Chris Petty, MFA '86, TREK Magazine UBC
Veterans of war often return home with unbearable memories and deep stress injuries. UBC and the Veterans Transition Network help light a path through the darkness.
Scenario 1: A soldier guarding a checkpoint outside Kandahar, Afghanistan, sees a young boy racing toward the barriers on a bicycle. A number of signs on the road warn against approaching the barrier – unidentified persons will be shot – but the boy ignores them. He’s 100 yards away, then 75, then 50. The soldier raises his gun. Is the boy wrapped in explosives? Once close enough, will he toss a grenade? The soldier has to think fast. If he doesn’t shoot and the boy is bent on destruction, he and his comrades will be killed. The soldier takes aim and begins to squeeze the trigger, but the boy veers off, waves, and rides up a side street.

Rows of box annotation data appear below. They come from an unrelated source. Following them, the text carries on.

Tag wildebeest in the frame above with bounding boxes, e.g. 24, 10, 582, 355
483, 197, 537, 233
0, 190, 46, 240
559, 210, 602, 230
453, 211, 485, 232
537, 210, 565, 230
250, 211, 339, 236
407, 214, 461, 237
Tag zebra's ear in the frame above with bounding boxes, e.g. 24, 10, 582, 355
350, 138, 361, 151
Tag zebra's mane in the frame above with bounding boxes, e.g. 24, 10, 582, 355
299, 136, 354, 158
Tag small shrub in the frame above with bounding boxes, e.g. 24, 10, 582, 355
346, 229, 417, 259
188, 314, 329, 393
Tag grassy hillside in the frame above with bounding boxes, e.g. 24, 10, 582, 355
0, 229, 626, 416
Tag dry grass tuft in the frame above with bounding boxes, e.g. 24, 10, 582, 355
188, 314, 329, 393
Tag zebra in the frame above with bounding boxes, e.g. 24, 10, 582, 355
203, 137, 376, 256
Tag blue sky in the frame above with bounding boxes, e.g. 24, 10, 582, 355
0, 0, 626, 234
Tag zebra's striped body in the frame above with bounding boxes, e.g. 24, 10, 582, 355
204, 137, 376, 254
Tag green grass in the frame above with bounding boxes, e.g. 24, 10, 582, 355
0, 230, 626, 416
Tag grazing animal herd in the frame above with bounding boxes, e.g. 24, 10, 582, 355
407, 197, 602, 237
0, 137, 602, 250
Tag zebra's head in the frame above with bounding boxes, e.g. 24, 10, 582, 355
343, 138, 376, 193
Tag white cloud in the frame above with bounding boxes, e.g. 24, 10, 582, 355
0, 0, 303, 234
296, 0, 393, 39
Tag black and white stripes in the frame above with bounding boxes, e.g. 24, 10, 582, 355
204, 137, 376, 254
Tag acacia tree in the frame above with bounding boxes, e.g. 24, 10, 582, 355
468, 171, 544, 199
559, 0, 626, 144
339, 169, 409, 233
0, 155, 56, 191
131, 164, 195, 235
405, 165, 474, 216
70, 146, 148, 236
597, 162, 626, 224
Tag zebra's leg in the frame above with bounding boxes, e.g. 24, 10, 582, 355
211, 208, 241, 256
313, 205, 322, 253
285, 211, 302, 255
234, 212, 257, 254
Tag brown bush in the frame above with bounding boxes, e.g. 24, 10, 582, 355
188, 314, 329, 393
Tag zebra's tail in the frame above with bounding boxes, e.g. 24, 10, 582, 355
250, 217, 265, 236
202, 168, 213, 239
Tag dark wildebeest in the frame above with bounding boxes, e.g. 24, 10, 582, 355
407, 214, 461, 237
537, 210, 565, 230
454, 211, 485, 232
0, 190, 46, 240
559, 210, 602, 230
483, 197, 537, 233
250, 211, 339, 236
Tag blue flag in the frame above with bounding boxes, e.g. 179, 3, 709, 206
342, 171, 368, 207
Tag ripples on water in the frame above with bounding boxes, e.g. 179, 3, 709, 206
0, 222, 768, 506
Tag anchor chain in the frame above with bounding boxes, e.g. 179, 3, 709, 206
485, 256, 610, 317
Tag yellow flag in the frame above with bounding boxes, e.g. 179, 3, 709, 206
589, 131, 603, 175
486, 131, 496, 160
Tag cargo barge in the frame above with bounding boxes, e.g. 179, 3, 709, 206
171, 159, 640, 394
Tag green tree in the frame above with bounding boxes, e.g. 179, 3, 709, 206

Scenario 2: A soldier in a communications truck hears of a roadside bomb going off, killing and injuring soldiers on patrol. He immediately calls in for medical support, but is told the area is too dangerous, that a sniper has been spotted on a rooftop nearby. He orders a strike against the sniper, who is then cut in half by fire from a helicopter. The sniper, however, turns out to be an allied soldier who was guarding the scene from enemy fire.
Scenario 3: A soldier on patrol with a small group of comrades steps aside to adjust a piece of equipment and doesn’t notice a man rushing out of a nearby destroyed building. He flings a package at the soldiers and it explodes, killing one and injuring two others. Had the soldier not paused to adjust his rigging, he is sure he would have seen the man and stopped him.
Experiences like these – and others even more horrific – are the scenes that bore into the minds of many returning soldiers and haunt them the rest of their lives. Constant thoughts of guilt, self-loathing and “why was I spared?” go hand in hand with triggers – sirens, loud, unexpected noises, or even a child crying in a grocery store – that can pull the vet back to the initial incident with startling realism. Adrenalin explodes in the vet’s brain, causing panic, disorientation and even thoughts of suicide. Normal, everyday life becomes an elusive concept.
Post traumatic stress disorder (PTSD) has become a common theme in 21st century life. Whether affecting residential school survivors, bank tellers who have experienced violent robberies, or people who have survived or witnessed gruesome accidents, PTSD is now recognized as a real and debilitating condition that can negatively impact a person for life.
More than 80 per cent of returning Canadian soldiers are deemed medically fit: they have no visible wounds or injuries. But men and women serving as soldiers in war situations are, as a group, some of the most frequent victims of PTSD in North America. Movies and novels tell us of the horrors of war, but it’s a rare piece of fiction that captures accurately what happens to the returning vet. Attempts such as the 1946 Oscar winner, The Best Years of Our Lives, and 1978’s Coming Home, deal with these issues, but miss the grim realities many soldiers experience.